The Multi Commodity Exchange of India Ltd (MCX) stock experienced significant volatility on Friday after the Securities and Exchange Board of India (Sebi) directed the exchange to postpone its planned migration to a new trading platform scheduled for 3 October. This delay was in response to a petition filed by the Chennai Financial Markets and Accountability (CFMA) before the Madras High Court.
MCX disclosed in an exchange filing that it had received a letter from CFMA via Sebi on 27 September, raising concerns about its migration to the new commodity derivative platform (CDP). The regulator informed MCX that the matter involved technical issues that would be discussed in the upcoming Sebi Technical Advisory Committee meeting. Meanwhile, Sebi advised the exchange to put the proposed Go-Live of CDP on hold.
This news initially led to a sharp decline in MCX’s stock price, with it falling 8.7% to ₹1,913.25 during the first hour of trading. However, the stock gradually recovered from its lows and surged to a record high of ₹2,139.95 during the last hour of trading. Ultimately, the stock closed 2.2% lower at ₹2,049.70.

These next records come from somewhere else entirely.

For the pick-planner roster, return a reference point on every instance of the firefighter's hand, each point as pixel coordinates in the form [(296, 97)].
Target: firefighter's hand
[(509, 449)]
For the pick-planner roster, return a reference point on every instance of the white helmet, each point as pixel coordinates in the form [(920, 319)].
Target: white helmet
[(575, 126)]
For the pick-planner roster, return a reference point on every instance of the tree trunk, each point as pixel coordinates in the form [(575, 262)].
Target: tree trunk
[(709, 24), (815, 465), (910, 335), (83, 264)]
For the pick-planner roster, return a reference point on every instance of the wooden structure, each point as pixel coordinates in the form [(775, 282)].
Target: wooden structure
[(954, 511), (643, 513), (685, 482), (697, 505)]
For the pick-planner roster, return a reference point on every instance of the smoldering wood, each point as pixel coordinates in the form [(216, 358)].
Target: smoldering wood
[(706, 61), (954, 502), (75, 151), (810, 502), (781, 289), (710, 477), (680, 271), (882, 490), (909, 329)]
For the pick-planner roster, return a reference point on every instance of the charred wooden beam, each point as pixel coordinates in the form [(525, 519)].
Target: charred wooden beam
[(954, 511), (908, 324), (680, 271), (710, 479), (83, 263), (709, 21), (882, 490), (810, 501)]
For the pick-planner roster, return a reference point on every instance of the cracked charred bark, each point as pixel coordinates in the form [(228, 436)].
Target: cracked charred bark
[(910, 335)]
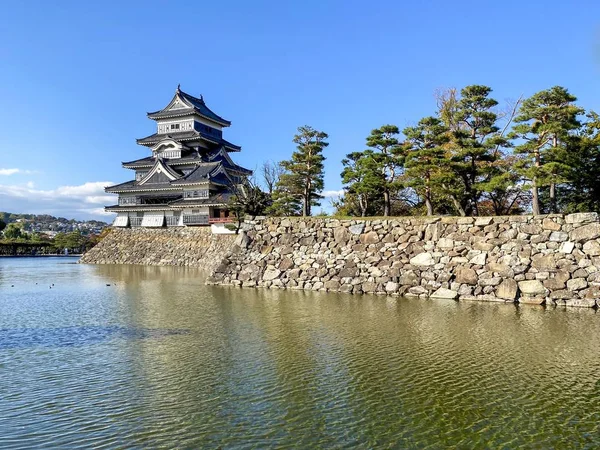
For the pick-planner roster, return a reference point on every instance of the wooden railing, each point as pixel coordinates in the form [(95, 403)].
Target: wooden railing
[(172, 221), (221, 219), (195, 219)]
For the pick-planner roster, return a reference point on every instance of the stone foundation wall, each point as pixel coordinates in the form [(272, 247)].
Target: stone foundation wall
[(552, 259), (186, 246)]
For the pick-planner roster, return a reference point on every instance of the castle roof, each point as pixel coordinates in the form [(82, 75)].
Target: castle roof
[(184, 104), (186, 136)]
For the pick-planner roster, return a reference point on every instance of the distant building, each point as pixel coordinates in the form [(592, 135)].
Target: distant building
[(190, 175)]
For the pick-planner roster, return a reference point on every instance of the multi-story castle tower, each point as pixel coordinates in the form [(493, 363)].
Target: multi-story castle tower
[(189, 177)]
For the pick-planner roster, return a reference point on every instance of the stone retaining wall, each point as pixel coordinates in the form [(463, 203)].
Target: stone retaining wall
[(193, 247), (552, 259)]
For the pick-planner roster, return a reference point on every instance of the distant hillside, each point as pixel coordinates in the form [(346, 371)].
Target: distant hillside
[(51, 226), (46, 218)]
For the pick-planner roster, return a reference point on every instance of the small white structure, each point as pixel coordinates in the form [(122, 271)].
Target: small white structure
[(189, 177)]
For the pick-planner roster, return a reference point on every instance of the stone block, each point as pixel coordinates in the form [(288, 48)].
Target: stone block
[(271, 274), (581, 302), (332, 285), (390, 287), (483, 221), (532, 300), (549, 224), (466, 276), (479, 259), (561, 294), (554, 284), (445, 293), (532, 288), (357, 228), (558, 236), (422, 259), (494, 281), (591, 248), (542, 262), (566, 247), (370, 238), (579, 218), (576, 284), (445, 243), (586, 232), (507, 290)]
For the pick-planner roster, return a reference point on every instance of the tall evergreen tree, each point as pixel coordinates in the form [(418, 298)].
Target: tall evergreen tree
[(363, 178), (475, 137), (388, 154), (544, 124), (425, 157), (303, 179), (582, 156)]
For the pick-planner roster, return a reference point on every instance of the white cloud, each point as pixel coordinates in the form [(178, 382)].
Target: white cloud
[(339, 193), (81, 202), (15, 171), (9, 171)]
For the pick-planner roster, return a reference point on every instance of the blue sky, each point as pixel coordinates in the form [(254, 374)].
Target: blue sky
[(77, 78)]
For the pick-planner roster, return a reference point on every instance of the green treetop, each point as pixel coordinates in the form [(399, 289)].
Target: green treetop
[(388, 154), (475, 138), (543, 125), (363, 178), (303, 177), (425, 157)]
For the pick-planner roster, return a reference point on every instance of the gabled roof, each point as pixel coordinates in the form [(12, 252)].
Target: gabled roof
[(183, 104), (223, 157), (160, 173), (192, 135), (217, 199), (201, 174)]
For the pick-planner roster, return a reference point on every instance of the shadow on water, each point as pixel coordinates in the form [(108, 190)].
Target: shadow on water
[(77, 336)]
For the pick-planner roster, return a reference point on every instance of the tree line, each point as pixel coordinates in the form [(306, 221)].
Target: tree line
[(472, 156), (74, 242)]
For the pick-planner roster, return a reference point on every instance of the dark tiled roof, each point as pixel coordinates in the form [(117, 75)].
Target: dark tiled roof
[(134, 186), (229, 165), (187, 136), (198, 175), (125, 185), (195, 106), (222, 198)]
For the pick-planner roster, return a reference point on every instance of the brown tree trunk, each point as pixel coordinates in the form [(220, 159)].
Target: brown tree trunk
[(428, 199), (535, 199), (386, 203), (458, 206), (429, 206)]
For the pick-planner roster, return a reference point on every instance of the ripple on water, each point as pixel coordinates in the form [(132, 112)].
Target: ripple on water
[(160, 360)]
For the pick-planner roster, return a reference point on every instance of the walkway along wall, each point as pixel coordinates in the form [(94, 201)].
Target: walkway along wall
[(185, 246), (552, 259)]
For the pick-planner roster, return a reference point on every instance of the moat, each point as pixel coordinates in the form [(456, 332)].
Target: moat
[(137, 356)]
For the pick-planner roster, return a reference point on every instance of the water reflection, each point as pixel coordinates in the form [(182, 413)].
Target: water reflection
[(177, 364), (74, 336)]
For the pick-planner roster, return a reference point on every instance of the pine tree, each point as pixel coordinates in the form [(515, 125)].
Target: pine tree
[(363, 179), (582, 156), (544, 123), (475, 136), (388, 155), (425, 157), (303, 177)]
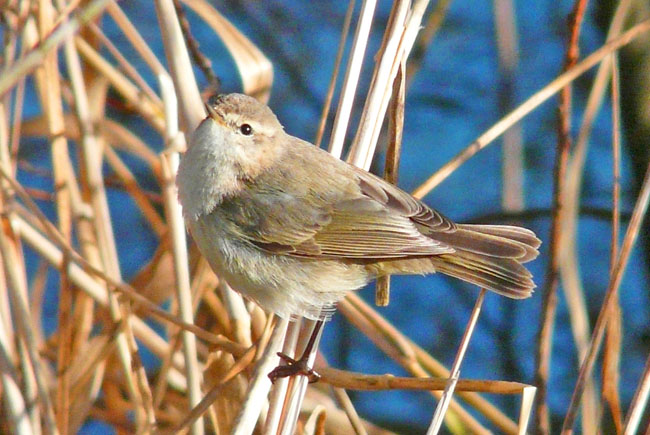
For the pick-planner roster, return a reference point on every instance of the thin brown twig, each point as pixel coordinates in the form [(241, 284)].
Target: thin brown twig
[(528, 106), (549, 301), (345, 31), (200, 59), (613, 338), (629, 240), (363, 382)]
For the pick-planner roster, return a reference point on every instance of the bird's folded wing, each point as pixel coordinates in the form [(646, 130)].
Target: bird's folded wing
[(378, 221)]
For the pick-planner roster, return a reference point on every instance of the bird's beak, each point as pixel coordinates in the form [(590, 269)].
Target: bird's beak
[(215, 114)]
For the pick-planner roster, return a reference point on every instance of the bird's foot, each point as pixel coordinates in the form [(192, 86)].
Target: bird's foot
[(293, 367)]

Sebi has instructed MCX and its clearing corporation, Multi Commodity Exchange Clearing Corporation Ltd (MCXCCL), to provide detailed comments on the issues raised by CFMA, along with supporting documents, by 3 October. These submissions will be evaluated by Sebi’s technical advisory committee.
The CFMA’s petition and Sebi’s directive have raised questions about the technical issues raised against the adoption of the Tata Consultancy Services Ltd (TCS) platform, which MCX had planned to migrate to. MCX officials have stated that they are not aware of the specific technical issues raised by CFMA.

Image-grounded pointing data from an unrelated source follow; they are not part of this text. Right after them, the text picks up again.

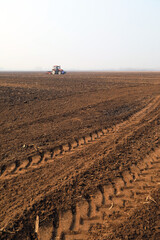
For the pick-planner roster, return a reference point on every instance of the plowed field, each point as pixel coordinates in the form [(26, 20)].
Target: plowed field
[(79, 156)]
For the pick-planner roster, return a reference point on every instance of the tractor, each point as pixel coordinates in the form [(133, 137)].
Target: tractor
[(58, 70)]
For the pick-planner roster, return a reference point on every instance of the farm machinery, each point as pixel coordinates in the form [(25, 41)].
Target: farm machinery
[(57, 70)]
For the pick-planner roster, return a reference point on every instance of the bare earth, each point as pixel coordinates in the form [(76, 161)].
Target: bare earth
[(79, 156)]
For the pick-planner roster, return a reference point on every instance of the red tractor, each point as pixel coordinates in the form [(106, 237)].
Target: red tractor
[(57, 70)]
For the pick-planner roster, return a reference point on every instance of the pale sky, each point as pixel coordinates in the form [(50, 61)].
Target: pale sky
[(79, 34)]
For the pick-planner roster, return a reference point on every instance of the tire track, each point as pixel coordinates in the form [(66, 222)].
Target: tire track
[(18, 167), (108, 205)]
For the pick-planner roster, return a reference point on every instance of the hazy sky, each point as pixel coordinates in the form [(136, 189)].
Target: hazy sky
[(79, 34)]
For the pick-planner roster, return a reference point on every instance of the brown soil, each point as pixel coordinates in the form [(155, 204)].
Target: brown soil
[(80, 156)]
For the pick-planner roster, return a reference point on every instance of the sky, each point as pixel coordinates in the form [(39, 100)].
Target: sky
[(79, 35)]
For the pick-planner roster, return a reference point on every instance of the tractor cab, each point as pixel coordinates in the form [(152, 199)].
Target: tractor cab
[(57, 70)]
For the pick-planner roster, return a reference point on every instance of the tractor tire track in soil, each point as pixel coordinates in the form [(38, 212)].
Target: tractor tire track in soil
[(109, 205), (19, 167)]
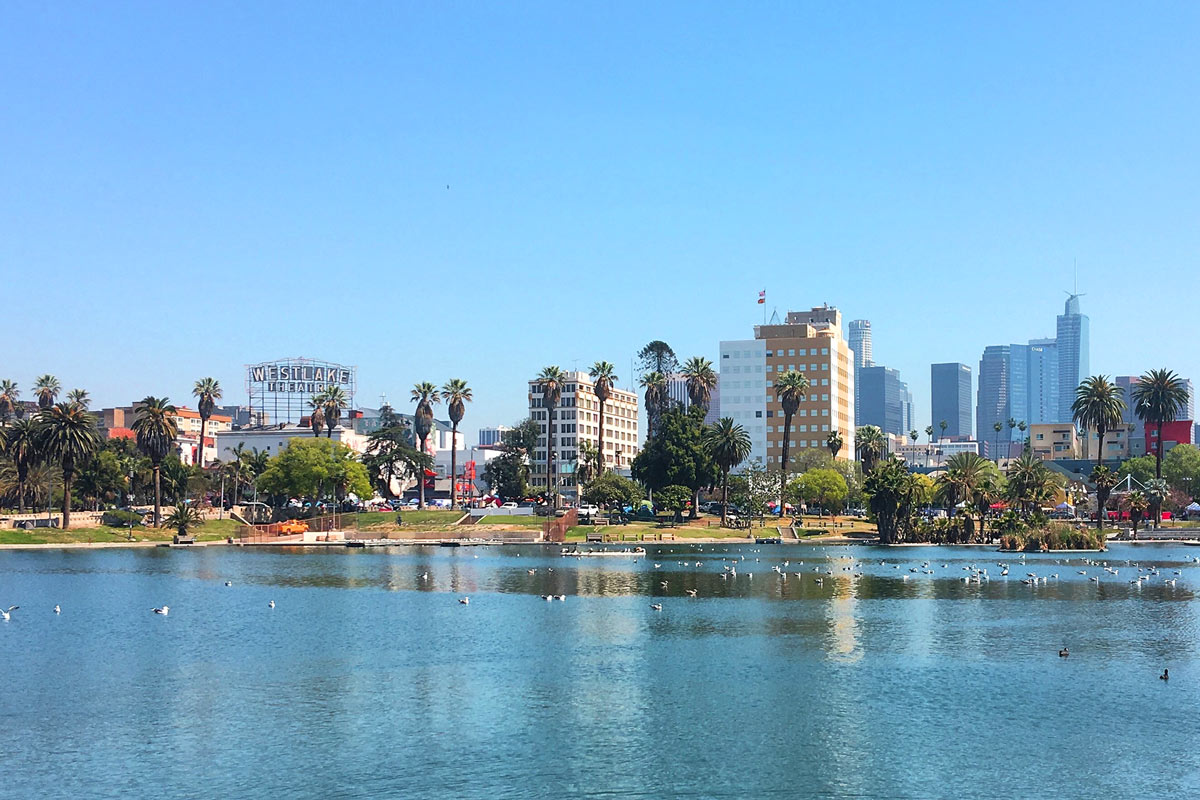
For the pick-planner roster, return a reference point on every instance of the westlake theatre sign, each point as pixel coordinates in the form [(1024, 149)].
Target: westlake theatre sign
[(291, 377), (283, 389)]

The migration to the new platform had already been delayed by a year, during which MCX had to renegotiate contract extensions with 63 Moons Technologies Ltd, a Chennai-registered company. The contract with 63 Moons was initially set to run from October 2014 to September 2022 and included both fixed and variable cost components. However, the TCS platform was expected to offer cost reductions as it would have only a fixed component.
MCX paid ₹60 crore to 63 Moons in the first quarterly extension from October to December 2022, which increased to ₹162 crore over the next two six-month extensions. Ultimately, MCX renegotiated another six-month extension through December for ₹250 crore, leading to market dissatisfaction.
MCX had announced in June that it would try to migrate to the TCS platform before the contract with 63 Moons ended. It later confirmed on 19 September that it would go live with the new platform by 3 October. However, the CFMA’s complaint has further delayed the migration.
The recovery of MCX’s stock price from its daily lows suggests that the market is pricing in the expectation of a resolution to the issue. Analysts believe the stock could rise by another ₹200 to ₹2,250. The closing price of ₹2,049 is seen as a monthly breakout after two years, signaling uncharted territory for the stock.
Shyam Sekhar, the founder of ithought Financial Consulting Llp, emphasized that the migration to the TCS platform is a commercial decision that can result in significant cost savings for MCX. He expects the process to be expedited once Sebi’s relevant committee completes its examination of the technical issues raised by CFMA against the TCS platform.
The delay in MCX’s platform migration highlights the challenges and complexities involved in transitioning to new trading systems, especially when technical issues and contractual obligations are at play.